Mare is an ordinary red until she very publicly discovers her own superpowers. Suddenly the royal family is facing an upset of epic proportions. With rebellion already fomenting, reds realizing that silvers are not the only ones with powers could push the country into straight up civil war. The royals offer Mare a deal. In exchange for not immediately executing her, she is given the chance to pretend to be silver and marry a prince. She accepts, but is not going to be lead so docilely into betraying her people. Mare must now walk a thin line between rebellion and execution.
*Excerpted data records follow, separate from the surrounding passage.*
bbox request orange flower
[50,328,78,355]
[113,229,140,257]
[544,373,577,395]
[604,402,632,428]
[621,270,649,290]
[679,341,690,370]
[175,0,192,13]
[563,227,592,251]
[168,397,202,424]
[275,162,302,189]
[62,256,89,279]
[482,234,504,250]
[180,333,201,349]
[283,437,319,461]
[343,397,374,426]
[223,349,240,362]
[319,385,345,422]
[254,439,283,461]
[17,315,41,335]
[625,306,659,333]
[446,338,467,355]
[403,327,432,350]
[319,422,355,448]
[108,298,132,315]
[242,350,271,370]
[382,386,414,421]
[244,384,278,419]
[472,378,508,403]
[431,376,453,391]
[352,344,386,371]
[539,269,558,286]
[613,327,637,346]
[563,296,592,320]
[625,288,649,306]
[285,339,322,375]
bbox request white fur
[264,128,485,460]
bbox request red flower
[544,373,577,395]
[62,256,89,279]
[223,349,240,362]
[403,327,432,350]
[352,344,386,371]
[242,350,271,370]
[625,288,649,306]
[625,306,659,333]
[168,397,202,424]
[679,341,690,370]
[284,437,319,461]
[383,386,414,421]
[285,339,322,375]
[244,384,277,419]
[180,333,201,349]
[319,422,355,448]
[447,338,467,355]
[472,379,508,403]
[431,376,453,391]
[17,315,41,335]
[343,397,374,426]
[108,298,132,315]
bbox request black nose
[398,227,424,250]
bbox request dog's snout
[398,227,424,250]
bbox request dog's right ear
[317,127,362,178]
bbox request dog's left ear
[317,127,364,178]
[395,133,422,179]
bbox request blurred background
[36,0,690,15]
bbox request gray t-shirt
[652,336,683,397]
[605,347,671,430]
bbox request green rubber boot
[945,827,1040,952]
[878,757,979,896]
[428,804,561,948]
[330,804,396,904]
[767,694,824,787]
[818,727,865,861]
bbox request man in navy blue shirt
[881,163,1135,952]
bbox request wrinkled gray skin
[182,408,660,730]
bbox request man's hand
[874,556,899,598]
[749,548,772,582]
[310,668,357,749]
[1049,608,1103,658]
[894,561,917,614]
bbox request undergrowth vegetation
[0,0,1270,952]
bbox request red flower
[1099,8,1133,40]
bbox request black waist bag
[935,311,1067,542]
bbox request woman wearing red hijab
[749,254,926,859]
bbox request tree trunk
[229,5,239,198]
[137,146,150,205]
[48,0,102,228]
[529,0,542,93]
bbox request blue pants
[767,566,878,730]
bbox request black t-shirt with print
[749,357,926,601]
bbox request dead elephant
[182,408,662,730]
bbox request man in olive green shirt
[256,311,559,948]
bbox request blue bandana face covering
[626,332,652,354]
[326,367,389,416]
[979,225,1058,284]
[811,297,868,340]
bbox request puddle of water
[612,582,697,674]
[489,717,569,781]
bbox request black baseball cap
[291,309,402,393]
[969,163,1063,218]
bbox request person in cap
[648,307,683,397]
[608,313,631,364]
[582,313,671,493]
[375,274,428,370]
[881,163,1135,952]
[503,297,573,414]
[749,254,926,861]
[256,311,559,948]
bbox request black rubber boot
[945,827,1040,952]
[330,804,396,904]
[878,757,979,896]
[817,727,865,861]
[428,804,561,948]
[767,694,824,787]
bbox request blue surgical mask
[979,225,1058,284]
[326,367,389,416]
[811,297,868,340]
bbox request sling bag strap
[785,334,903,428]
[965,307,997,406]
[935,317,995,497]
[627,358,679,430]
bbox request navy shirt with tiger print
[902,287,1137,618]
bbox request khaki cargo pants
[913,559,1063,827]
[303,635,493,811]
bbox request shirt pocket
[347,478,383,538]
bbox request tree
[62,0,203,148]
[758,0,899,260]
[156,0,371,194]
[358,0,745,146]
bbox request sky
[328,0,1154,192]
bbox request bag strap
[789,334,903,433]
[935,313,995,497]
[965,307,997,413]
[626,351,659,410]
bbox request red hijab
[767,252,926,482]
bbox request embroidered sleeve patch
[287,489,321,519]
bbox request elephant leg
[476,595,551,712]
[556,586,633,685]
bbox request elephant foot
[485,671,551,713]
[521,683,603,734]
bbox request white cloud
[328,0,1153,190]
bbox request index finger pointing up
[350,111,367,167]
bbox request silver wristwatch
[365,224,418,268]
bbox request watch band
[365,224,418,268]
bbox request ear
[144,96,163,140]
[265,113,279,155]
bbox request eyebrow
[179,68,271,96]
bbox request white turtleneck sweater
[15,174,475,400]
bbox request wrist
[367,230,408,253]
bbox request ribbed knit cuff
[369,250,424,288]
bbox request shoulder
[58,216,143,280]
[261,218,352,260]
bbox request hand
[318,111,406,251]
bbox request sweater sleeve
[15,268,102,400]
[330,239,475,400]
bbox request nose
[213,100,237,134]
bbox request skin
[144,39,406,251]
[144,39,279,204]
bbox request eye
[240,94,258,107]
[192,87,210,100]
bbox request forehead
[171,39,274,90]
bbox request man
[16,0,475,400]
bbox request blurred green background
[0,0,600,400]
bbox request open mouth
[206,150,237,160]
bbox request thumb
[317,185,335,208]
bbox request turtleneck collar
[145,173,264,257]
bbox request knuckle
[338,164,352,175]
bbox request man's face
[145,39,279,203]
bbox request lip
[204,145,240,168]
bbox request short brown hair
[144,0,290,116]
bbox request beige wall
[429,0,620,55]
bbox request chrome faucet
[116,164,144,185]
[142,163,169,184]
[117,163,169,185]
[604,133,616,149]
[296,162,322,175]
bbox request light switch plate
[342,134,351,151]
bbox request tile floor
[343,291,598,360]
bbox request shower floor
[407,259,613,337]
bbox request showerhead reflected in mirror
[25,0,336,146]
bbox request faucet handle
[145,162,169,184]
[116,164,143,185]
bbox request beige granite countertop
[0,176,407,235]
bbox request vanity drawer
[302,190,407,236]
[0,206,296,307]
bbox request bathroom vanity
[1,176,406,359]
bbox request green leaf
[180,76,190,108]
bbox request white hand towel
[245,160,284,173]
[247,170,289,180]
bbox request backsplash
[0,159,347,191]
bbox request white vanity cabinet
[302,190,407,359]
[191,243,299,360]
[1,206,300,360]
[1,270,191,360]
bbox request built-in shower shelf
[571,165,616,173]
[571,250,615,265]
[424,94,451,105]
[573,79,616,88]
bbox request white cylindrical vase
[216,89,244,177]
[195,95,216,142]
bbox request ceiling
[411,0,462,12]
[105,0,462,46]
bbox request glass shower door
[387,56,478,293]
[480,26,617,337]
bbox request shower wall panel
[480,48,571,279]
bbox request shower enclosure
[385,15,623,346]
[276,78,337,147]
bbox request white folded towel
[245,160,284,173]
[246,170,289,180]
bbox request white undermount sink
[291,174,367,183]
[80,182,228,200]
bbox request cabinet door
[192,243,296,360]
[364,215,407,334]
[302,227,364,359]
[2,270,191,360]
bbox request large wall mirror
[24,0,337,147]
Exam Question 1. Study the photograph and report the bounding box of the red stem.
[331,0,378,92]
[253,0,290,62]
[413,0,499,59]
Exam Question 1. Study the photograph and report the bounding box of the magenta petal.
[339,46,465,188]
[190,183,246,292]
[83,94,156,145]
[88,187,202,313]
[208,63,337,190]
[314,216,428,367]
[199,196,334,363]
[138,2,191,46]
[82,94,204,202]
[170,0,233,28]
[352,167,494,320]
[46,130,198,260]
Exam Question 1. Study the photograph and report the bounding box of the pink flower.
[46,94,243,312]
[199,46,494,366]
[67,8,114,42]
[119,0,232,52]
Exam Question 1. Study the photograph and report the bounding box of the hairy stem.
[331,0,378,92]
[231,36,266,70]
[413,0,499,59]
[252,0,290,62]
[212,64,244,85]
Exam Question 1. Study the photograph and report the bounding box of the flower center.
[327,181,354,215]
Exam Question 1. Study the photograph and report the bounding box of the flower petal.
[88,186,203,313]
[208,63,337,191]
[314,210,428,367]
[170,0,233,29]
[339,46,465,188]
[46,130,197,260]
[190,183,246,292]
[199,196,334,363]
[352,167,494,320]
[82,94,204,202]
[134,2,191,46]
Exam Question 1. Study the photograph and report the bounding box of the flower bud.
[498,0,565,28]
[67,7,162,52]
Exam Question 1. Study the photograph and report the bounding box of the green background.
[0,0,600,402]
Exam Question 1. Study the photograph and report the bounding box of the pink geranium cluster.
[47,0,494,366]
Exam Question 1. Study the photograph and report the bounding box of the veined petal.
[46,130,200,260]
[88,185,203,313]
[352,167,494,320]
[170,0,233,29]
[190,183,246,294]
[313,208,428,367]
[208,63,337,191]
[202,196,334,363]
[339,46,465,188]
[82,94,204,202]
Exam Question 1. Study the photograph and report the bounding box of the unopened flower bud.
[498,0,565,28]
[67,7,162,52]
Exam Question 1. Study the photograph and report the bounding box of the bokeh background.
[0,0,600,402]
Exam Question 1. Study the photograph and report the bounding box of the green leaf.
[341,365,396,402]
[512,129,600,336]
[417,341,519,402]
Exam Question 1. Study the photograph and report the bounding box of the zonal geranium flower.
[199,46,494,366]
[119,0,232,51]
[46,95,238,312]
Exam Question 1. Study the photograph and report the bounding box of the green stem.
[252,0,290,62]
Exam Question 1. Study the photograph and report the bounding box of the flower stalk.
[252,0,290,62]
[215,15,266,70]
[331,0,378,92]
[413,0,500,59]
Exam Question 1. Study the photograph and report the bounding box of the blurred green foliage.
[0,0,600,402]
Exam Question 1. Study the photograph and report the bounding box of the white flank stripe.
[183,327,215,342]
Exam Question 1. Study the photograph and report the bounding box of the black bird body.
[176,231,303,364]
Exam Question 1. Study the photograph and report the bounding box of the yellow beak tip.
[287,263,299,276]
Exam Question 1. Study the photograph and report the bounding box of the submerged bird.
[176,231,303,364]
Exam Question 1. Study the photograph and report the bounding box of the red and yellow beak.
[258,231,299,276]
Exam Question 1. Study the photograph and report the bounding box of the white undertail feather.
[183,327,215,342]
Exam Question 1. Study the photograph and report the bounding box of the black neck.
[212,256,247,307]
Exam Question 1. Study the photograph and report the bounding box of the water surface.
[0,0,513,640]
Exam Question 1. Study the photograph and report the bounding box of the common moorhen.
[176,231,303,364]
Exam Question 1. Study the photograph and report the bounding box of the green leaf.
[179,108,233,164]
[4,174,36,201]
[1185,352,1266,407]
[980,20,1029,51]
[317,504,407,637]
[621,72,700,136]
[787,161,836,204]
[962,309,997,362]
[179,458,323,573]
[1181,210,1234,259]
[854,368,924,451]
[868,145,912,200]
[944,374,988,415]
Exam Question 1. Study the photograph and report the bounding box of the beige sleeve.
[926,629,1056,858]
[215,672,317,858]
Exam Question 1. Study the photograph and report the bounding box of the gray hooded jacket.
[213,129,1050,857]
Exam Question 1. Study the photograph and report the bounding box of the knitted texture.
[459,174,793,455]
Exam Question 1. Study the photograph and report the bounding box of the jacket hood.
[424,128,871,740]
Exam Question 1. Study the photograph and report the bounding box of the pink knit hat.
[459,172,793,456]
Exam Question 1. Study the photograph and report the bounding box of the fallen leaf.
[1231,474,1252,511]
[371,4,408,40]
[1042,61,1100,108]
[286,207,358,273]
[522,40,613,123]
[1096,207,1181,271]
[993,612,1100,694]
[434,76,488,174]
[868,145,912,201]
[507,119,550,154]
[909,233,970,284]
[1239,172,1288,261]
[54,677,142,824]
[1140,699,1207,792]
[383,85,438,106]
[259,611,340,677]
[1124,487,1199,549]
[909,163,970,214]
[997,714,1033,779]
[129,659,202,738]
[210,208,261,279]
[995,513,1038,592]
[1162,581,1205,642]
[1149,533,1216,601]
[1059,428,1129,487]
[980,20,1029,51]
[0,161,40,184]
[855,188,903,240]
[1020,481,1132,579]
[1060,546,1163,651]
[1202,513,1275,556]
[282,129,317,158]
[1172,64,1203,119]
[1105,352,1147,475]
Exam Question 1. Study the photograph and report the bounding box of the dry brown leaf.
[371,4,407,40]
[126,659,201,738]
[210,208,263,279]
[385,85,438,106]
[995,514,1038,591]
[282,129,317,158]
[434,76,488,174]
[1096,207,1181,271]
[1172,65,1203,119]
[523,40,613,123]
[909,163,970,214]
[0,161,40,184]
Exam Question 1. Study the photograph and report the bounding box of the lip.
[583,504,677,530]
The overarching plot has been done before and done in more compelling ways. YA literature is awash with unfair, awful, despotic governments getting overthrown by a ragtag group of rebels. It is about 1/3 of the literature right now. The part that is unique is the inclusion of superpowers. We have everything from telepathy, to water and fire powers, to a female version of the X-men’s Magneto. I love books about people with superpowers. I have spent long periods of time contemplating what my own superpower would be. I appreciate the inclusion of straight-up, comic book style superpowers into one of my favourite genres. It adds a flair that, without which, the book would have fallen flat.
The romance part of the book is typical and the characters do not grown much, but there is one hell of a twist ending. You will not see it coming. It was very surprising and very well done.
The twist ending and the awesome super-power combat scenes made this book a 4. The somewhat dull interludes in between combat made it a 3, so I split the difference. The horror that the reds feel at being ground under the foot of a despotic government did not hit me as hard as in some other works. Maybe I am just becoming jaded to this genre, but I usually feel stronger about these types of stories. This one was a little more tepid than I had expected, but I was expecting quite a bit.
This is a good, solid addition to the genre. It does not break enough of the rules to make it spectacular, but has enough originality that it is still worth a read.